Noch bevor die Soldaten Dülmen erreichen, findet der fanatische Dülmener Junge von der Overbergstraße den Tod. Er ist einer von drei Wehrmachtsangehörigen, die an diesem Gründonnerstag rund um Dülmen noch ihr Leben lassen. Am Abend ist die Stadt von den Alliierten besetzt.

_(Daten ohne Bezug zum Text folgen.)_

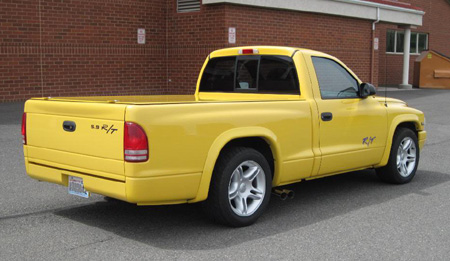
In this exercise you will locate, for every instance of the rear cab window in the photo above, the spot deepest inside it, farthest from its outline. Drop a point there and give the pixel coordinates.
(265, 74)
(335, 82)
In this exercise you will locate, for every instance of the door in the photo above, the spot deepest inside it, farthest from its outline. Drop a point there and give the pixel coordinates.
(352, 129)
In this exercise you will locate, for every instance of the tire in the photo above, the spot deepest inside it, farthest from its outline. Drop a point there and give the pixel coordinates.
(240, 187)
(403, 158)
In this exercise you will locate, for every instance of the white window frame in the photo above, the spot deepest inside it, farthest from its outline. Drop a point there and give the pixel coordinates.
(417, 42)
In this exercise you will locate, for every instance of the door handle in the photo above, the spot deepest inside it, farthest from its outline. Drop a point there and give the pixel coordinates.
(69, 126)
(327, 116)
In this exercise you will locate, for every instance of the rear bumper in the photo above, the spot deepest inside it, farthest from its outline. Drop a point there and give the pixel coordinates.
(171, 189)
(422, 138)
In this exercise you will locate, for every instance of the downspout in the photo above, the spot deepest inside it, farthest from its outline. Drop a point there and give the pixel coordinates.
(373, 45)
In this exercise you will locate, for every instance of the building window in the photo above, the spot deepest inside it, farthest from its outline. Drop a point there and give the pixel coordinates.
(395, 42)
(185, 6)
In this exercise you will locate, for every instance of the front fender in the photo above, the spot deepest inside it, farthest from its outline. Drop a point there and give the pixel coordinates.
(220, 142)
(413, 118)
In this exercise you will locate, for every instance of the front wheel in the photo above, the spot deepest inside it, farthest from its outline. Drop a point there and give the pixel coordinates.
(403, 159)
(240, 187)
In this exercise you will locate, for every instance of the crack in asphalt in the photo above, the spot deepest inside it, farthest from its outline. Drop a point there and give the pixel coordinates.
(36, 213)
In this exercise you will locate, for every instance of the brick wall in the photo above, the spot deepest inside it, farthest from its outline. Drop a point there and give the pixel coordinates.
(75, 48)
(436, 23)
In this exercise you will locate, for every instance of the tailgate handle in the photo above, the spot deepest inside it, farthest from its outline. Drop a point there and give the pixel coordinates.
(327, 116)
(69, 126)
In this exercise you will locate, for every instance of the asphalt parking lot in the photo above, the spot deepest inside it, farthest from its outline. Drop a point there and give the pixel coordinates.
(352, 216)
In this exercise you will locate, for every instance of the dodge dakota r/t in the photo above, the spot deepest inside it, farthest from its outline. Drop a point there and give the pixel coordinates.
(261, 117)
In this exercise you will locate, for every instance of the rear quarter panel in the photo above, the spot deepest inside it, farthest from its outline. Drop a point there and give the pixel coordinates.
(181, 136)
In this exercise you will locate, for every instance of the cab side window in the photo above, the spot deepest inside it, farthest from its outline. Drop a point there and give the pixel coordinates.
(335, 82)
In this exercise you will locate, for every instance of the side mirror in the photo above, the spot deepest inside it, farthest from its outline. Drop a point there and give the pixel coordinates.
(366, 90)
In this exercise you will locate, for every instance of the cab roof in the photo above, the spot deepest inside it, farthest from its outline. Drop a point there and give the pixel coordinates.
(262, 50)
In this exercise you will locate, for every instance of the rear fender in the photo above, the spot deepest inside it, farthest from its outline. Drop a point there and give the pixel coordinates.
(220, 143)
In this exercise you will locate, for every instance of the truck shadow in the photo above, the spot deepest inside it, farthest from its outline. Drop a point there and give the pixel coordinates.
(185, 227)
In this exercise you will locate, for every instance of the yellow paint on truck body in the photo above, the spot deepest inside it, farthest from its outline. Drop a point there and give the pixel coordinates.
(186, 134)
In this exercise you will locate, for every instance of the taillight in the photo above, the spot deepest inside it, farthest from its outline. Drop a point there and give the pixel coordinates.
(135, 143)
(24, 128)
(248, 51)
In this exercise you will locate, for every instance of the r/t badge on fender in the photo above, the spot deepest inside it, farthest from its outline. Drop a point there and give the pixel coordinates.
(105, 127)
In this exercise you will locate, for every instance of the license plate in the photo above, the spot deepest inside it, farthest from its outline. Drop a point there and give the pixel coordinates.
(76, 187)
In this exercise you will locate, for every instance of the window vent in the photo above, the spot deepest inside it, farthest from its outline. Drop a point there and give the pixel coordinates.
(185, 6)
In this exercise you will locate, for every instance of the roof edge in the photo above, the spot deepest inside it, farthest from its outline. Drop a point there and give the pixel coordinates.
(346, 8)
(384, 6)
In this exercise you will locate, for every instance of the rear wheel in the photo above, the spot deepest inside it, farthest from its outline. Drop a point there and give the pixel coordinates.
(403, 159)
(240, 187)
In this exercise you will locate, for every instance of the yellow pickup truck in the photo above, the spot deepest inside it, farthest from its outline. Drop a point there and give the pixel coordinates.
(261, 117)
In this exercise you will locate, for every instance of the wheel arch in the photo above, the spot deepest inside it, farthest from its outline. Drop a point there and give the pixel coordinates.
(410, 121)
(249, 137)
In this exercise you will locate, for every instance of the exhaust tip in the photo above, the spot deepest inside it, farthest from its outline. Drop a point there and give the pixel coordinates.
(290, 194)
(280, 193)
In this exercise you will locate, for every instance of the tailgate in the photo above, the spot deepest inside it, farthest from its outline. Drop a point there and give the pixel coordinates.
(80, 136)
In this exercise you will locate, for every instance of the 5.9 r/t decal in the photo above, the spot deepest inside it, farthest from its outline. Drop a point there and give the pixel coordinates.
(104, 127)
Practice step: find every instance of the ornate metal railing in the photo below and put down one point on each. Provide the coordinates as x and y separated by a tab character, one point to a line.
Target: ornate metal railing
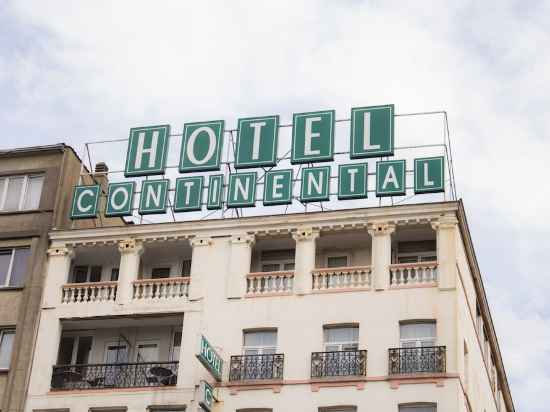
161	289
254	367
412	274
262	283
119	375
341	363
355	277
429	359
88	292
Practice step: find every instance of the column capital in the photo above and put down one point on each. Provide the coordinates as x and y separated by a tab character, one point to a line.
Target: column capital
61	251
445	222
201	241
243	238
130	246
305	233
382	228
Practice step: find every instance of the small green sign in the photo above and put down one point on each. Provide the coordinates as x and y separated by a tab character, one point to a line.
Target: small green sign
278	187
188	194
215	187
242	189
153	197
210	359
390	178
206	401
85	201
315	184
147	147
429	175
313	137
120	199
257	142
202	146
352	181
372	131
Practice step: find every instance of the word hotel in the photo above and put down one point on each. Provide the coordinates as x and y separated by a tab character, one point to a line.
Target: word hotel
371	135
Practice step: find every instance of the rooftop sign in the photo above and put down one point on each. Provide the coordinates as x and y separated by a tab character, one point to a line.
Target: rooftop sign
203	184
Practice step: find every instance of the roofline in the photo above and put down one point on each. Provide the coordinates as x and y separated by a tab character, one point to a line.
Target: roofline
482	300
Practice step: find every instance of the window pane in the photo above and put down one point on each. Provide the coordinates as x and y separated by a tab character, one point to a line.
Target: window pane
5	258
337	261
341	334
34	190
14	193
19	267
6	346
419	331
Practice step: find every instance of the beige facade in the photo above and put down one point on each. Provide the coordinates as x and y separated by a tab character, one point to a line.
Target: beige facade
366	309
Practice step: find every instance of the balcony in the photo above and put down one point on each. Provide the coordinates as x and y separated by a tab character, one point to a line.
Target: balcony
338	364
116	375
256	367
406	361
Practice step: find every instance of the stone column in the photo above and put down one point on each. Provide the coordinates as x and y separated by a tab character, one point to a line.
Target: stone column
446	229
304	261
241	257
199	263
57	274
130	253
381	254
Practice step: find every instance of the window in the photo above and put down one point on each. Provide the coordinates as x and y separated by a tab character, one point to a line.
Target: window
6	345
20	192
276	260
341	338
74	350
417	334
260	342
337	261
418	407
418	251
13	266
176	346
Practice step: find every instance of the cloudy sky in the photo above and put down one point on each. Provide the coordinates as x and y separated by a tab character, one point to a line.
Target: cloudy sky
76	73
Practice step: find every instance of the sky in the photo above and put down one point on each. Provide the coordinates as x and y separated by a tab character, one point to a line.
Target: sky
76	72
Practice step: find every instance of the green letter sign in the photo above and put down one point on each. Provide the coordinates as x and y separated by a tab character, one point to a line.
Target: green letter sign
188	194
429	175
242	189
120	199
153	197
257	142
202	146
215	186
352	181
85	201
210	359
147	148
371	131
390	178
278	187
313	137
315	184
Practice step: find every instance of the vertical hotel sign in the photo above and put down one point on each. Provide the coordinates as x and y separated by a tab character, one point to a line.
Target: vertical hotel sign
312	148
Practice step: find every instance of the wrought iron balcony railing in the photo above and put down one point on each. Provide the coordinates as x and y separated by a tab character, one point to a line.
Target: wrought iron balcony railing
254	367
341	363
116	375
429	359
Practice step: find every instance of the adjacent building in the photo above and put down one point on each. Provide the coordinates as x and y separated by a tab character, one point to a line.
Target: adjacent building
35	193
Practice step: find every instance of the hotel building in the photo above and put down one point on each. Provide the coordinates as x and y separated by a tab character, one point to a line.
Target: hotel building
374	309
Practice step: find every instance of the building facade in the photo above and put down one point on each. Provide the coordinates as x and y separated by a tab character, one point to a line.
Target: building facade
378	309
35	194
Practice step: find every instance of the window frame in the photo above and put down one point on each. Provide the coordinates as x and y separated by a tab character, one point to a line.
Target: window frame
24	191
11	331
9	274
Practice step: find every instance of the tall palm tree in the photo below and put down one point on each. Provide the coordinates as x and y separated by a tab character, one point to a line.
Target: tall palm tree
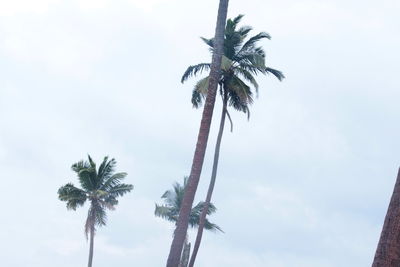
170	211
198	158
101	187
388	251
242	60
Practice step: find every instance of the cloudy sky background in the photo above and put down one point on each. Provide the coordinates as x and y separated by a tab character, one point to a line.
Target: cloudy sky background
306	182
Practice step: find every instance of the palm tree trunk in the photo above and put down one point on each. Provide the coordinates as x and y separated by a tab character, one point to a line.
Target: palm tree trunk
212	183
91	246
388	250
185	254
198	158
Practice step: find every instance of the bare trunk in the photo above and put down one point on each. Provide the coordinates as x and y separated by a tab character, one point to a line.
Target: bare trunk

Die Dülmener Evakuierten, so auch Opa Wegmann und seine Frau, konnten irgendwann in die Stadt zurückkehren. Das ausgebrannte Haus an der Overbergstraße war bis zum Herbst 1945 wieder bewohnbar. Doch der sinnlose Tod des Jungen aus der Nachbarschaft im letzten Augenblick des Krieges blieb für die Eheleute Wegmann und auch für die anderen Nachbarn eine schmerzhafte Erinnerung. An den Namen des Jugendlichen kann sich Bernhard Sträter heute nicht mehr erinnern; es war in gewisser Hinsicht ein „unbekannter Soldat“. Und doch ist die Erinnerung an das tragische Geschick vom 29. März 1945 auch so ein anschauliches Mahnmal gegen Fanatismus und für den Frieden.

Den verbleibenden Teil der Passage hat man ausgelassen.